それを知っている人間は、あの時全て死んだのだ。
後から来た狐たちは、現場の状況を見て桐人の罪ととらえた。
だから誰も、桐人以外は、真実を知るはずがないのに。
「さあ……どうしてかな。ぼくもその日偶然、近くにいたからかも」
ぞわり、と全身の毛が逆立つ。
鼎は何を言っている。何を言おうとしている。
「でも、天狐候補って言っても所詮は人間体だよね。妻とか娘とか、挙句関係のないよそ者すら、気にしちゃって」
「……鼎、お前、なにを」
「別に? ぼくはただ言っただけ。

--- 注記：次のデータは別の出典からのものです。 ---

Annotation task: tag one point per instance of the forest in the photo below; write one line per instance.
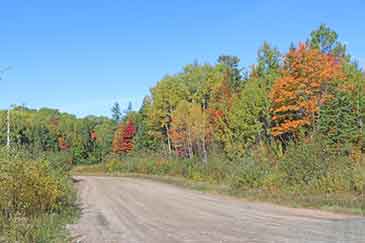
(289, 127)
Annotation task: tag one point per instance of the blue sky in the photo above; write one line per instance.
(82, 56)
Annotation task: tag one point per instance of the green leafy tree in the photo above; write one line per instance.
(116, 113)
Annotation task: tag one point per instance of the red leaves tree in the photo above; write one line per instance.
(123, 138)
(303, 87)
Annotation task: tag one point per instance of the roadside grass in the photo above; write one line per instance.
(344, 203)
(37, 200)
(44, 228)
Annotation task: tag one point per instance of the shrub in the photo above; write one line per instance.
(31, 187)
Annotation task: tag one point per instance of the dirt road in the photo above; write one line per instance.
(136, 210)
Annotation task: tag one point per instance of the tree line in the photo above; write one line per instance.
(313, 91)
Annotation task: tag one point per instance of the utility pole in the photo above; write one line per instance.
(8, 137)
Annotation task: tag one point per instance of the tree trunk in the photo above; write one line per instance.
(168, 138)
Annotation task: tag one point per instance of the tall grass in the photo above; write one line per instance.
(36, 199)
(308, 174)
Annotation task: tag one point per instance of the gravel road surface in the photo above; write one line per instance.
(118, 209)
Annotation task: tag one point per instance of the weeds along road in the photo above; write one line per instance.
(138, 210)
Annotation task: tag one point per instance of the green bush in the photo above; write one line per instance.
(36, 199)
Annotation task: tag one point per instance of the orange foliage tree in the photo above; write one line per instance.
(123, 138)
(302, 88)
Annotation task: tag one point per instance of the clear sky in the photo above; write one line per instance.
(81, 56)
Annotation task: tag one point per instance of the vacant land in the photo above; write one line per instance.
(138, 210)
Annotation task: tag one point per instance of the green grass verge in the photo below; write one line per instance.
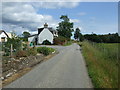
(45, 50)
(102, 63)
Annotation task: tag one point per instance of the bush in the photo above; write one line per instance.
(45, 50)
(46, 42)
(21, 53)
(59, 40)
(32, 51)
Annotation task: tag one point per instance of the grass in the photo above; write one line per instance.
(68, 43)
(102, 62)
(45, 50)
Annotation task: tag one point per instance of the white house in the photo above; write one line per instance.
(45, 33)
(4, 35)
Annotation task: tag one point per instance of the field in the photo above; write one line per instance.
(102, 63)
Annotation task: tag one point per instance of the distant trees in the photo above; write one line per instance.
(65, 27)
(107, 38)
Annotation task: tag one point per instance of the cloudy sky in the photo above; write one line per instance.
(97, 17)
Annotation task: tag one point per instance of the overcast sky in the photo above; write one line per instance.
(97, 17)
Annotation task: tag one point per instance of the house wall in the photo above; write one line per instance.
(3, 35)
(45, 35)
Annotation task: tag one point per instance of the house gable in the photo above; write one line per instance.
(45, 35)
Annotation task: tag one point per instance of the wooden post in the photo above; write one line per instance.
(11, 49)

"結界を自分で破れば、何もしない"ってさ」
ガシャン、と二人の間を隔てる格子が揺れた。
自由のない両腕に構わず、立ち上がった桐人が鼎に向かい突進したのだ。わずかにずれた狐面の下から、桐人の威嚇にも似た荒い息が漏れる。
そんな桐人をどこか楽し気に見つめながら、鼎は寸前まで顔を寄せた。白金に見まがう金の髪が揺れる。
「言ったんか! それを!」
あの日、たまたま悪鬼や異形が集まっていた。その最中に結界が解けてしまったから、恭一は犠牲になったのだと思っていた。
だが、それがたまたまではなかったとしたら。
とある狙いで集められ、さらに恭一を陥れるため、結界を外させた者がいたのだとしたら?
天狐候補の恭一が、並みの狐に負けるとは思わない。
だが、天秤の反対側に彼の家族がいたとしたら?
彼はきっと自ら結界を外すだろう。
「兄さまの為でもあったんだよ? 尾崎恭一がいなくなれば、天狐候補は序列二位の兄さまになる。それなのに、どうして罪をかぶって、逃げ続けたの?」
「お前……許さへんよ」
「……残念だよ。昔の高潔で他者を何とも思わない、圧倒的な兄さまが好きだったのに」
鼎はちえ、とすねたように笑って見せる。
その仕草にすら動じることなく、桐人は牢越しに鼎を睨みつけた。
「まあいいや、それより聞きたいことがあってさ」
「……」
「御霊を、どこにやった?」
チャリ、と桐人を拘束する鎖が音を立てた。
「あの日、兄さまは一度扇森に戻った。その時に御霊を持ち出したよね」
「……」
「外身はさっき見てきたけど、中に御霊はなかった。どこにやったの?」
「……誰が言うと」
今度は桐人がくく、と笑う。その声が気に入らなかったのか、鼎は強く右足で牢を蹴った。強い衝撃が伝い、桐人は体勢を崩してしまう。
床に這うようにして身を丸める桐人を一瞥し、鼎は楽しそうに笑った。
「まあいいや。どうせもうすぐ兄さまの審判が始まるし。それが終わってから、ゆっくり探すね」
「……どうしてや、鼎」
その問いに、鼎は少しだけ考えると、寂しそうに笑った。
「ぼくは力がなかったから、人に寄生して生きるしかなかった。それでも兄さまに気づいてほしかったのに。……あなたは気づいてくれなかった」
「……?」
「ぼくは傍にいました。貴方が尾崎三咲を大切にしている間も、ぼくは……」
やがて、審判の始まりを告げる鐘が鳴った。
鼎は身を返しその場を離れる。
残された桐人は体を横たえたまま、祈るように面の下の瞼を閉じた。